The Government has provided financial support for those affected in the form of various blood support schemes over the years. However, many people view this as insufficient and some have faced problems accessing the money. Recently, Su Gorman wrote in The Guardian about the shocking difficulties she had to overcome to access support from the English Infected Blood Support Scheme following the death of her husband, who had been infected with hepatitis C as a result of infected blood products on the NHS. The Chair of the Inquiry, Sir Brian Langstaff, last year called on the Government to take ‘decisive action’ to tackle the issues people were facing around financial compensation, which the Cabinet Office said it ‘will consider’.
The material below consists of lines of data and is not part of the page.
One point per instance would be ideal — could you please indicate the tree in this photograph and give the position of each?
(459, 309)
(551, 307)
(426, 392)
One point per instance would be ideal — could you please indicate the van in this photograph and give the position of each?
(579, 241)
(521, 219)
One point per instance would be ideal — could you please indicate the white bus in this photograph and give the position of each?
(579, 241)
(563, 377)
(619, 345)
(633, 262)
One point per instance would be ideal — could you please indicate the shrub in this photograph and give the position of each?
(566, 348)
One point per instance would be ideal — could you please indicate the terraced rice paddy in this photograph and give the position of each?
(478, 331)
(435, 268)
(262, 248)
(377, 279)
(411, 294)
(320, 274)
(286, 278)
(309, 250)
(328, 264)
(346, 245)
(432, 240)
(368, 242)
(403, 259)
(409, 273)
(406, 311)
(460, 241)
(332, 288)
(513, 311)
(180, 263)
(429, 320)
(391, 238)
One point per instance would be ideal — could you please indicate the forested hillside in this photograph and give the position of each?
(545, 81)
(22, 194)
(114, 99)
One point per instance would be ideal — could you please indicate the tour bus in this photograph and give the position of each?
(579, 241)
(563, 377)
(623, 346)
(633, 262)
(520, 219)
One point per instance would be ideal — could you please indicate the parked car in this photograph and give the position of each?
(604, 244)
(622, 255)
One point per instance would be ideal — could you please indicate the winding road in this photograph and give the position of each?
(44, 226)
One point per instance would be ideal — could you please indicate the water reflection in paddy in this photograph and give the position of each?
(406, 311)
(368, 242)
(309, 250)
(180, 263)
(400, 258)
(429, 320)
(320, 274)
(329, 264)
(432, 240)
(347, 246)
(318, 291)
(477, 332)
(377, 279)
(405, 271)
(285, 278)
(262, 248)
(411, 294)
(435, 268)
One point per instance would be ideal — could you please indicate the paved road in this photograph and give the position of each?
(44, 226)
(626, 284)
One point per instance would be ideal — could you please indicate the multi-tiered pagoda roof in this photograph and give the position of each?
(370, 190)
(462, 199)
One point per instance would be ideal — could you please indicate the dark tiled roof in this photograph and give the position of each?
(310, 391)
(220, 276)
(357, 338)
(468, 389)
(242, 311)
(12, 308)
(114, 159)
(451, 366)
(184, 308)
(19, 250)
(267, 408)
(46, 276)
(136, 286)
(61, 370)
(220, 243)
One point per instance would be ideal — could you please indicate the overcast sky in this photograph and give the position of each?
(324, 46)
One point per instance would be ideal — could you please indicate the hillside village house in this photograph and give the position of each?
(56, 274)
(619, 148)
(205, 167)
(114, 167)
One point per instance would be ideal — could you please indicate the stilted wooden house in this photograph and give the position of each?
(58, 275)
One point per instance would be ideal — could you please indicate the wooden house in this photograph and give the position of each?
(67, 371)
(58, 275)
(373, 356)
The Haemophilia Society, Factor 8, and Tainted Blood campaigns, along with many others, have all been instrumental in fighting for this inquiry. The tenacity of these groups over the last thirty years should be celebrated as the first public witness hearings are heard in the coming weeks. These hearings will involve people infected and affected as a result of contaminated blood, as well as former Government Ministers, Civil Servants, and company executives, to understand how the scandal could have been allowed to happen.
The Chair of the Inquiry, Sir Brian Langstaff, designated The Hepatitis C Trust as a Core Participant in the Inquiry. This required us to make a short initial statement at the Preliminary Hearings in September last year, and to provide supporting evidence to the Inquiry team based on statistics and common facts drawn out by the numerous calls to our helpline over the years.
The Hepatitis C Trust is the national charity for people affected by this illness and the majority of its staff and volunteers have had the illness themselves. Since 2004 we have provided a range of support services for all those infected and affected by this illness, in particular our national helpline, which provides a safe, confidential space for people to talk about their concerns.
By sharing our own experiences it often encourages and enables people to open up and talk about what is often seen as a very stigmatising condition. The practical information we can provide is reliable and up to date so we also act as a resource for professionals, the general public and others to find out more about an illness that is frequently misunderstood.
What we have noted over the years is the increasing number of people in their 50s, 60s and 70s, who are only getting diagnosed now with hepatitis C, but are then realising that their infection relates back to blood or blood products they received in the course of operations, childbirth and following accidents going back way before 1991 when blood started to be screened.
We are pleased to be able to contribute to the Infected Blood Inquiry and very relieved that all those infected and affected will finally have some answers and explanations of what went wrong which we hope will help provide them with some closure and healing.